What is disturbing is the suggestion that New Zealand's international spy agencies were to some degree prompted to thwart Huawei's 5G ambitions in New Zealand by Mike Burgess, the Director-General of the Australian Security Intelligence Signals Directorate using his twitter account to tweet a Huawei executive who claimed the core and access parts of a 5G network in New Zealand had been successfully separated.
Tweeted Burgess: "Thanks for sharing. In my business I've never seen anything 'fully isolated' ... " A week later Huawei was blocked in New Zealand.
Clearly, there is room for different interpretations from the AFR's account — which would appear to be the result of a well-placed leak from official sources. But in the absence of dissenting comment from New Zealand's senior ministers, or the GCSB's DG Andrew Hampton, who earlier disavowed the Huawei block here was a direct result of a Five Eyes agenda, the resultant picture is unclear. Perhaps deliberately so.
Burgess has also claimed that electricity grid, water supplies and other critical infrastructure could not be adequately protected if "high-risk vendors" were allowed to build Australia's 5G networks.
With Huawei, there has been suspicion that in the event of conflict, Beijing would simply ask the company to use its "ears" (which Huawei denies) to China's advantage.
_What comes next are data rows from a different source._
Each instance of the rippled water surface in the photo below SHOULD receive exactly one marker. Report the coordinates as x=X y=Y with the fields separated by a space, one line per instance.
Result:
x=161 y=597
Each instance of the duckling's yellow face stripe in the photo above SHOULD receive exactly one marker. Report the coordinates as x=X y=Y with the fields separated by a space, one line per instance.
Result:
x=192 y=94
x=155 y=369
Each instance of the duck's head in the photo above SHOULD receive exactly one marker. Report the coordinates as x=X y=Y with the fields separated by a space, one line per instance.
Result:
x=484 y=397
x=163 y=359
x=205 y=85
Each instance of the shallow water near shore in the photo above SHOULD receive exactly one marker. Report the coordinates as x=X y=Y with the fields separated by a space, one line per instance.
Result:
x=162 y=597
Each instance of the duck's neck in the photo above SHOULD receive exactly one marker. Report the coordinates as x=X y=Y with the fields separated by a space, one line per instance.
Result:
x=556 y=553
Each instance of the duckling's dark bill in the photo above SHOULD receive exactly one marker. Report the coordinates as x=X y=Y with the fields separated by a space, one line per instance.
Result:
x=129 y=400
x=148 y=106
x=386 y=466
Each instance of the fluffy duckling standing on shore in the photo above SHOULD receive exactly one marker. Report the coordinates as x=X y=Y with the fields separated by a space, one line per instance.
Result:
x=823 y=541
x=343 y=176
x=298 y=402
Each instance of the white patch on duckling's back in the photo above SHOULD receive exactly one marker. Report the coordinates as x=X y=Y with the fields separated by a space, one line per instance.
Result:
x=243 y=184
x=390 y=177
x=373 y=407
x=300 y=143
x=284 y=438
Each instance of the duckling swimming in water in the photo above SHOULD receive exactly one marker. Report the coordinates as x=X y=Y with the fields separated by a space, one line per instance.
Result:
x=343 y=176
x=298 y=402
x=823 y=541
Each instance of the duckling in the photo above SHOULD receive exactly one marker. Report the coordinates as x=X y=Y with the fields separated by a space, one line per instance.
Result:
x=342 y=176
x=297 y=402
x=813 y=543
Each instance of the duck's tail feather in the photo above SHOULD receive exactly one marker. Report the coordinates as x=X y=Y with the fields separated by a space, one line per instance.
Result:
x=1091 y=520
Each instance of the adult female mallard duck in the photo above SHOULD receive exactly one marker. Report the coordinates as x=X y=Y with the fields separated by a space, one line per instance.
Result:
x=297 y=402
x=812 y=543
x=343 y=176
Subsequent news stories have revealed how the Five Eyes push has now expanded, with varying success, to include Japan and Germany as part of a Chinese containment strategy.
Five Eyes unease about China was stepped up as a result of its South China seas expansionism.
China is clearly contesting for super power status. And that country's considerable economic heft, combined with rapidly growing technological prowess, challenges the status quo.
On this score, New Zealand has to be careful not to be a pawn in a strategy to reassert US technological superiority. But international news coverage is now bracketing New Zealand (again) as part of a resurgent Anglosphere alliance.
Flick back to September 2014. A group of the world's most wanted cyber fugitives played a different tune to a gob-smacked audience while Kim Dotcom unveiled his "Moment of Truth".
Wikileaks founder Julian Assange beaming in via video link from the Ecuadorean embassy in London, former National Security Agency analyst Edward Snowden from somewhere in Russia. All mustered by their ringmaster Dotcom singing a tune that New Zealand was in the grip of the NSA and spying on its citizens and others.
Successive governments have attempted to bat away suggestions from other Five Eyes partners that New Zealand is a weak link in their alliance.
But at the same time acknowledging this country has been part of their "eyes and ears" in the Pacific region for many years.
New Zealand's many "firsts" with China — assisting that country access the World Trade Organisation and confirming its "market economy status" at an early stage — have been wilfully misread.
In a Herald interview with Tony Blair in 2006, the former British Prime Minister told me British foreign affairs and security officials - like their US counterparts - were concerned China's spreading wings would upset the regional power balance.
Said Blair: "That's why we've got to make sure you're still along on our side. By using your connection. By being relevant. By being clear in the end your choices will be with the Western Alliance in the event of conflict there.''
The coalition Government will take steps to avoid conflict.
But the Huawei gavotte indicates the choice may already have been made.